Mattr in the post lower also explained it.

And beside overheating, I forgot about vapor lock. Vapor lock occurs when the oil inside the brake system becomes heated, which causes the water or air bubbles inside the brake system to expand. This can then result in a sudden increase in the brake lever stroke. DOT fluid is here also better, because it is hygroscopic.
mattr wrote:
Sat May 18, 2019 11:40 pm
Water is denser than mineral oil. So it sits at the lowest point of the system. Which is a problem. Especially with bigger, heavier, harder braking riders. Hit that magic 100 degrees C (plus a little bit due to pressure in the system) and poof, you're braking on a steam spring.

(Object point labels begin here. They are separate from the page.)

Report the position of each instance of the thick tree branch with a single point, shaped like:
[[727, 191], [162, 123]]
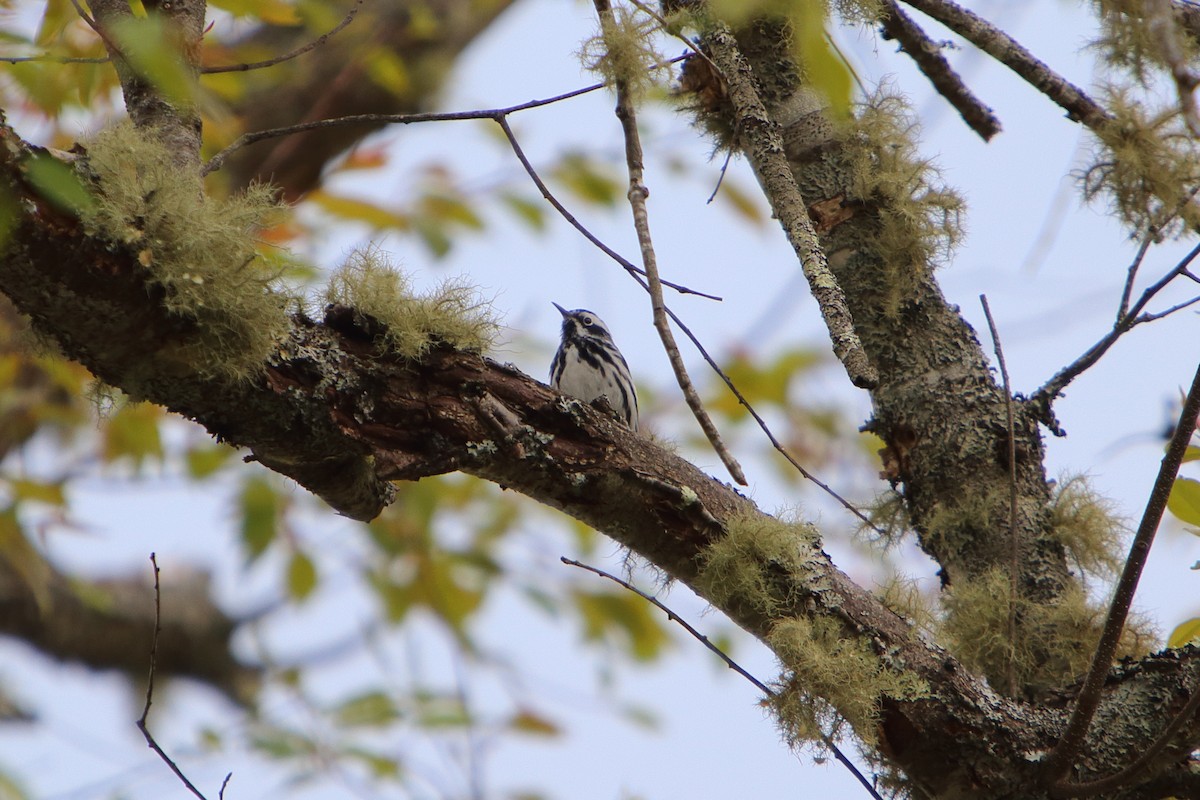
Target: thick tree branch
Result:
[[331, 402], [760, 136]]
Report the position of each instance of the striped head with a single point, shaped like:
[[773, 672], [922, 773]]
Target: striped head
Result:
[[589, 366]]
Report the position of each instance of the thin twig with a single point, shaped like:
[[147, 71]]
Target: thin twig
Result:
[[1060, 761], [1044, 397], [633, 269], [1015, 56], [928, 56], [154, 666], [1168, 312], [762, 142], [1126, 776], [1164, 30], [762, 423], [1132, 275], [720, 654], [1014, 552], [287, 56], [637, 194]]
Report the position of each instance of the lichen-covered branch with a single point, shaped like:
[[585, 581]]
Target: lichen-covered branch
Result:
[[757, 133], [109, 624]]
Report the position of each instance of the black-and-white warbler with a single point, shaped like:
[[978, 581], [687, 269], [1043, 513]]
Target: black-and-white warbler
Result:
[[589, 366]]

Water in DoT is only really a problem if you leave on open bottle in a damp garage or workshop, or on the shelf immediately above the kettle for several years. In a dry workshop, or with the lid on, it's a complete non issue for a handful of years (open bottle) or a decade or so (bottle gets closed after every use.)
Degas is also a waste of time, unless you like shaking the bottle to make sure "all the goodness" is mixed in. I did actually see a youtube video of a guy degassing DoT, nothing happened. Nothing came out.

Vacuum fill of a brake system would have been more useful though!
Nice metaphor with steam spring :mrgreen: :mrgreen: :mrgreen:

I don't know about a decade or so, I have not tried it, but it can be tested with the testers for moisture content in the brake fluid...

Like I said, DOT fluid does not need degassing. Neither in cars, neither in bicycles.
TobinHatesYou wrote:
Sun May 19, 2019 12:49 am
Crying about degassing again Lewn777? We’ve already discussed this. The only reason why SRAM includes the degassing procedure is because they can.

You can’t degas water “bubbles” in mineral oil though.
Again, like I said, DOT fluid does not need degassing. Neither in cars, neither in bicycles.

Also, Sram does not include degassing procedure in their products. Maybe someone mistook bleeding for degassing.

You can't find degassing anywere here:

https://www.sram.com/service

You and everyone else can also contact Sram and ask them about degassing:

https://www.sram.com/contact
It could be a problem with mineral based systems if there was any moisture in the system. Only it's never really been reported and I've never seen it so you can go on and on about this being a 'problem' with mineral oil, but it's completely a non issue. I really don't see how moisture is ever going to enter a sealed system from below, more likely it would condense from the air in the reservoir and how the hell it would make it down to the caliper I have no clue. It's not a jam jar in an elementary school experiment.

These days SRAM have probably ironed out the deafening dry warbles, the even louder wet disk warbles, the gas bubbles trapped in the tiny reservoir causing the dead levers and needing to de-gas the fluid because of it, then leaving the levers strapped overnight to get rid of yet more bubbles trapped around pockets around the calipers and the need to spend hours tap-tatting on the cables and calipers. I came to the conclusion that DOT fluid was totally wrong for the application of bicycle brakes. That was what I had to do with Avid Juicy brakes ten years ago to make them work on my mates bike, they were garbage, but the newer generations of SRAM brakes are probably much better. :thumbup:

Why you need to go on the internet to attack mineral oil options that work perfectly well, are environmetally friendlier and in fact are the more trustworthy and more reliable market options is beyond me. Maybe you're yet another post purchase rationalization baby that's bought SRAM and needs to crybully over their choice being the cleverest choice to ensure that they've made the best choice.

Fact is SRAM shifting is excellent, their newer disk brakes are proabably very good. But also Shimano and Camapgnolo are excellent choices too. Why you feel the need to smear the 'oppostion', it just strikes me as incredibly childish. If you'd have actually used Shimano or Campagnolo and found some flaw, then you'd have a point, but you're simply putting down options you have no experience with.
Last edited by Lewn777 on Sun May 19, 2019 3:48 am, edited 1 time in total.